The Movie Snob is having a little trouble getting out to the cinema lately, so here’s another book review to tide you over:
The Humans, by Matt Haig (2013). I enjoyed this little science-fiction novel that tackles some big eternal themes. An extraterrestrial being from an unfathomably advanced race is sent to Earth in human form. He has a specific and rather grim mission, but he is immediately side-tracked by his horror and disgust at the ugliness of human beings—and by his unfamiliarity with the importance of wearing clothing. And then he’s baffled by the wife and son of the human whose identity he has assumed. But mainly the story is in service of the alien’s (and Haig’s?) awe at humanity’s optimism (or self-delusion?) in the face of mortality and at people’s capacity for love and kindness despite all the horror and violence in the world. I wouldn’t be surprised if they made a movie out of this book someday.
Death Comes for the Archbishop, by Willa Cather (originally published 1927).
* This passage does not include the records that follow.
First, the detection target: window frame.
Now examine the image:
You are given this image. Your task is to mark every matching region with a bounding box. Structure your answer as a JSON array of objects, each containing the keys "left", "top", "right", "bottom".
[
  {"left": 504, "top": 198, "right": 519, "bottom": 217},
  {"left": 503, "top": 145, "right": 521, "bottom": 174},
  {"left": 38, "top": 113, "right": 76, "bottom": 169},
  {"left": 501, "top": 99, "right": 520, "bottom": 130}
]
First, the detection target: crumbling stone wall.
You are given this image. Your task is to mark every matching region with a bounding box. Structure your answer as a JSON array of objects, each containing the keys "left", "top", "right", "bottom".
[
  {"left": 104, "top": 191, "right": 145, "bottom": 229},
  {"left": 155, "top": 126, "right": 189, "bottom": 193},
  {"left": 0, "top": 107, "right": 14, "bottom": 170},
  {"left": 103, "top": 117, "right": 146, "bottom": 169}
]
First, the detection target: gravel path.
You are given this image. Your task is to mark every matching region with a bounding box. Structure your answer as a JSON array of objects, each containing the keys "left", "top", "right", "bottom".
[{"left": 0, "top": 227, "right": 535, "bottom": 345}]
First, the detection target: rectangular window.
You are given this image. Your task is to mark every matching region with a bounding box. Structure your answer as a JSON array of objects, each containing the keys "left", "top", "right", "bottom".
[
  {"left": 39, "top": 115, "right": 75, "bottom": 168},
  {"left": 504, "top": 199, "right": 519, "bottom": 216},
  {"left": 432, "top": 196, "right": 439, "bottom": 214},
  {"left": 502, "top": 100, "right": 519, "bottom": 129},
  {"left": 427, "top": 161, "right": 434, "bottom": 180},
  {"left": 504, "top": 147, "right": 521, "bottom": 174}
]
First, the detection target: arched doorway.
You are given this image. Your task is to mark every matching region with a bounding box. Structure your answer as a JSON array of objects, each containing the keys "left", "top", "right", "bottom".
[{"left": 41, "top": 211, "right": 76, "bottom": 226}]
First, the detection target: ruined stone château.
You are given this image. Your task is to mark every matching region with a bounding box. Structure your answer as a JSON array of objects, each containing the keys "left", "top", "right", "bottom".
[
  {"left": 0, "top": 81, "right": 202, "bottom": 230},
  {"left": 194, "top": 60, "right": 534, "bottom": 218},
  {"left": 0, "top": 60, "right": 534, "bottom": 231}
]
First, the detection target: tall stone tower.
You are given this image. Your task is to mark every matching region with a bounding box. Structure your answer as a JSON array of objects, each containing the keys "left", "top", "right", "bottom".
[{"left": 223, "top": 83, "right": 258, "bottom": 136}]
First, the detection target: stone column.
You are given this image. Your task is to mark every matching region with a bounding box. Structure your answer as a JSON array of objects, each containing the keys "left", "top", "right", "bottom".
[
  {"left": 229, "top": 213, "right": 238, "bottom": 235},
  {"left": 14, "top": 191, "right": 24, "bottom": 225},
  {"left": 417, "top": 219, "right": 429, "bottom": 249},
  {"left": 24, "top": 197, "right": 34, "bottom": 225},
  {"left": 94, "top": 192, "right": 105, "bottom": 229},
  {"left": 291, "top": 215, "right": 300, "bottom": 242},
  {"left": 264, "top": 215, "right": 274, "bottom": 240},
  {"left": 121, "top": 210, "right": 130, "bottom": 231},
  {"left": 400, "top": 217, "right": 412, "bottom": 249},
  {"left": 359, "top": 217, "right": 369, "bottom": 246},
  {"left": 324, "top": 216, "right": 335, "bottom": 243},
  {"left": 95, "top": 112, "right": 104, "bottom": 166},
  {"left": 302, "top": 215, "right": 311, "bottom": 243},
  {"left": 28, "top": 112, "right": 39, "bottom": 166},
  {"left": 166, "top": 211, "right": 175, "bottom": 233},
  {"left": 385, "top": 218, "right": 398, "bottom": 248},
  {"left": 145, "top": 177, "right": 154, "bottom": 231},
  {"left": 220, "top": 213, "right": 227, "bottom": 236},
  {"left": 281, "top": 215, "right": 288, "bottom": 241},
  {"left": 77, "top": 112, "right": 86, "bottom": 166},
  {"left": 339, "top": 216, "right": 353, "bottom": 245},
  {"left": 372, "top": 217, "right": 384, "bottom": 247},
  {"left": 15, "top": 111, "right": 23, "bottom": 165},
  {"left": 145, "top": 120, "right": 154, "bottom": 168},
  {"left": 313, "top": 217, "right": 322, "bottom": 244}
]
I had never read any of Willa Cather’s work before, but I found this novel very moving and very beautiful. In the mid-1800s, the United States is consolidating its control over the area that would eventually become the State of New Mexico. The Catholic Church responds to these developments by sending a new missionary bishop to take charge of the area—a Frenchman named Jean Marie Latour. His life-long friend, Father Joseph Vaillant, accompanies him, and together the two clerics (who had previously been toiling in the mission fields of Ohio) experience the beauty and the mystery of the southwestern desert and its Mexican and Indian inhabitants. Michael Dirda sums it up well: “The most serenely beautiful of [Cather’s] books, it seems scarcely a novel at all, more a kind of New World pastoral, evoking the beauty of the desert Southwest, lamenting the passing of traditional Native culture, and glorifying the lives of two saintly Catholic missionaries as they spread their faith in a harsh land.” (Classics for Pleasure 255.) For my part, I add this book to Graham Greene’s The Power and the Glory and Evelyn Waugh’s Brideshead Revisited as my favorite “Catholic” novels.
Born in China (B-). I don’t think I have seen one of these “Disneynature” Earth Day releases in a while. This one focuses on several species indigenous to China. Cranes and a certain kind of antelope get brief coverage, but the movie focuses on the giant panda, the snow leopard, and some kind of snub-nosed monkey I had never heard of before. The photography is exceptionally good, as you would expect, but the narration (provided by John Krasinski, Leatherheads) is way too sentimentalized and occasionally downright goofy. There’s very little gore, but there is still a death that might trouble the little ones and the exceptionally tenderhearted. Personally, based on the previews, I’m hoping for more from Disneynature’s 2018 release Dolphins.